Tulips originated on the steppes of Mongolia, a place with Cold temps if ever there was one!
@AnneWimsey Well then JUST for you I shall try it with a bulb/corm from something like a Gladiolus since I have plenty of those and do NOT wish to waste a tulip corm/bulb.
But, I'll bet my hat that I am PROVEN correct and you are WRONG.
@Triphid I just told you, bulbs are as individual as any plant.
Did gladioli originate in a sub-zero climate like tulips did?? I think not!
@AnneWimsey Since most corms/bulbs are genetically related to the species of Narcissi, I would guess they'd be pretty much the same overall genetically base wise, it IS, after all, only the meddling of humans that has created these MINOR differences, just as we had done with, for example, Tomatoes, Potatoes, Beans, Peas, Carrots, Fruits, etc, etc, etc.
And even ourselves to some extent also btw.
Weβre the squirrels or other animals getting to the before?

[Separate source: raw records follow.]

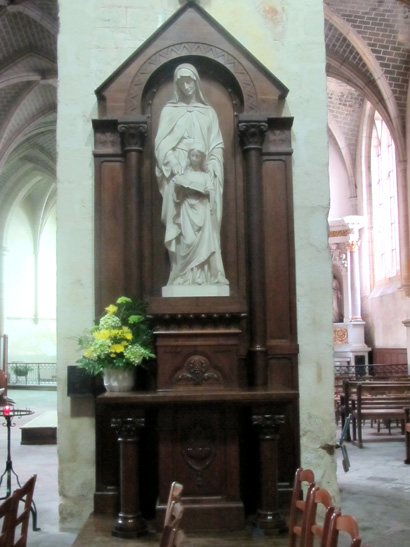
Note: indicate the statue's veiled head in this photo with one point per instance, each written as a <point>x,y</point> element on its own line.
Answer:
<point>187,84</point>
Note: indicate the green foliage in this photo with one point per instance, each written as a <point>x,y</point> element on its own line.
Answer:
<point>121,339</point>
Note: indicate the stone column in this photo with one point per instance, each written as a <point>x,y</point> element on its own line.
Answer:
<point>406,323</point>
<point>3,251</point>
<point>133,139</point>
<point>353,246</point>
<point>268,516</point>
<point>130,523</point>
<point>252,133</point>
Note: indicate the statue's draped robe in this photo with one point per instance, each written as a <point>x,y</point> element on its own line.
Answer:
<point>179,126</point>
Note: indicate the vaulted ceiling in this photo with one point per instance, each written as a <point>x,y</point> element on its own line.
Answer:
<point>28,99</point>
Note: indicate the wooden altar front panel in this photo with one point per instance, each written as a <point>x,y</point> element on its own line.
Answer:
<point>257,245</point>
<point>206,439</point>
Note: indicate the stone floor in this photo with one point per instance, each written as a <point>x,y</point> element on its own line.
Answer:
<point>376,490</point>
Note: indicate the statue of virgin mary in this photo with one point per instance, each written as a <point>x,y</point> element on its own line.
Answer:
<point>187,119</point>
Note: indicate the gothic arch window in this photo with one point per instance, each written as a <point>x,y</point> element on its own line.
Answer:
<point>384,209</point>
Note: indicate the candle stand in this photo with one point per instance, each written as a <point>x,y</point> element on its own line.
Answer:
<point>9,413</point>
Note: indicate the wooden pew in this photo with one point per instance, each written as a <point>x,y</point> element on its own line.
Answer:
<point>374,400</point>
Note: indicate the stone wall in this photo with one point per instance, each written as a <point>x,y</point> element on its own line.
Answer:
<point>95,38</point>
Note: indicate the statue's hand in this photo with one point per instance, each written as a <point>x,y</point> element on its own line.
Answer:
<point>177,169</point>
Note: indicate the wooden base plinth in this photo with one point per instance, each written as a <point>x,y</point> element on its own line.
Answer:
<point>130,526</point>
<point>270,523</point>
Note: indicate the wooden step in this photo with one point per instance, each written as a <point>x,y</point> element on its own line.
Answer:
<point>40,430</point>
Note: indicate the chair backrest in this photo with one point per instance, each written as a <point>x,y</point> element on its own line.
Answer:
<point>21,520</point>
<point>297,517</point>
<point>343,523</point>
<point>174,495</point>
<point>319,497</point>
<point>8,513</point>
<point>172,535</point>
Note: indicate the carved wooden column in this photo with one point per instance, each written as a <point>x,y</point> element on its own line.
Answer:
<point>130,523</point>
<point>133,138</point>
<point>268,517</point>
<point>353,246</point>
<point>252,132</point>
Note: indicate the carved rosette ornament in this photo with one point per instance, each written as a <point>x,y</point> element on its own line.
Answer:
<point>127,429</point>
<point>133,136</point>
<point>198,448</point>
<point>252,134</point>
<point>197,370</point>
<point>340,336</point>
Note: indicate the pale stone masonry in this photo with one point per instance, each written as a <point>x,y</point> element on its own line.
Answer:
<point>95,38</point>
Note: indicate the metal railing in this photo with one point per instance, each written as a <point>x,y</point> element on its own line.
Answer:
<point>381,371</point>
<point>32,374</point>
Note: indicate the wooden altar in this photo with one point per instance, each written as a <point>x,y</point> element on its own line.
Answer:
<point>220,413</point>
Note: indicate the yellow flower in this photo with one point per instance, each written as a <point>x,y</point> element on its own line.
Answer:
<point>117,348</point>
<point>126,332</point>
<point>111,309</point>
<point>101,334</point>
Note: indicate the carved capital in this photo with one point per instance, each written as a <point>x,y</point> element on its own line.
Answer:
<point>268,425</point>
<point>353,245</point>
<point>127,429</point>
<point>133,135</point>
<point>252,134</point>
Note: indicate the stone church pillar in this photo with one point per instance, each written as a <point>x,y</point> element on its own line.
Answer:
<point>353,246</point>
<point>252,133</point>
<point>133,139</point>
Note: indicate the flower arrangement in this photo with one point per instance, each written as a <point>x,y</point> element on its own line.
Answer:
<point>122,338</point>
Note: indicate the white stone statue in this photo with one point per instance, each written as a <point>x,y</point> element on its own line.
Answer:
<point>337,300</point>
<point>189,154</point>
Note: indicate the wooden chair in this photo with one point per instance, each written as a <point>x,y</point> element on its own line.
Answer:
<point>319,497</point>
<point>172,535</point>
<point>343,523</point>
<point>20,521</point>
<point>174,495</point>
<point>407,433</point>
<point>298,513</point>
<point>7,513</point>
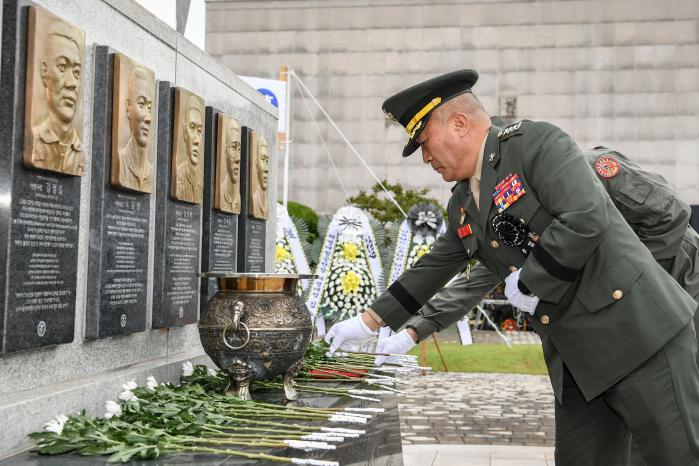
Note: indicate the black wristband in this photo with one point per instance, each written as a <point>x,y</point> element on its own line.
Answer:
<point>523,288</point>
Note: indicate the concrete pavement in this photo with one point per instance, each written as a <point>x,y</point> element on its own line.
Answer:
<point>471,419</point>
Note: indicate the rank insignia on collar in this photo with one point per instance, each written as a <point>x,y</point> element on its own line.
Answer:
<point>464,231</point>
<point>607,166</point>
<point>508,191</point>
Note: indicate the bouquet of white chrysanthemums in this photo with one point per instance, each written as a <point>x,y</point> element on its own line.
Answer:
<point>350,287</point>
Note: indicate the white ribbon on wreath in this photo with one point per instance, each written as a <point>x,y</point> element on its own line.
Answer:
<point>348,223</point>
<point>287,229</point>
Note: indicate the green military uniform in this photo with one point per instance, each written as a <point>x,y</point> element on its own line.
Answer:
<point>614,325</point>
<point>647,202</point>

Dis you take up hunting this year?
Maybe it was a better pep talk you gave them this season?
No squirrels, etc, around this way Friend, check out the location, I'm in Australia, I live in a town in the Outback, well it has a population of approx. 19.500 at last count, rabbits are scarce these days since the Calici virus saw to them, but there are still a rare few hanging on by skin of their buck teeth though.
Don't talk to my plants, one DEFINITE Looney Tune inhabiting our neighbourhood is bad enough and I do NOT want to classified into his group/kind thank you.
@Triphid then it must be the sign!
@Barnie2years And its not even written in Dutch either...LOL.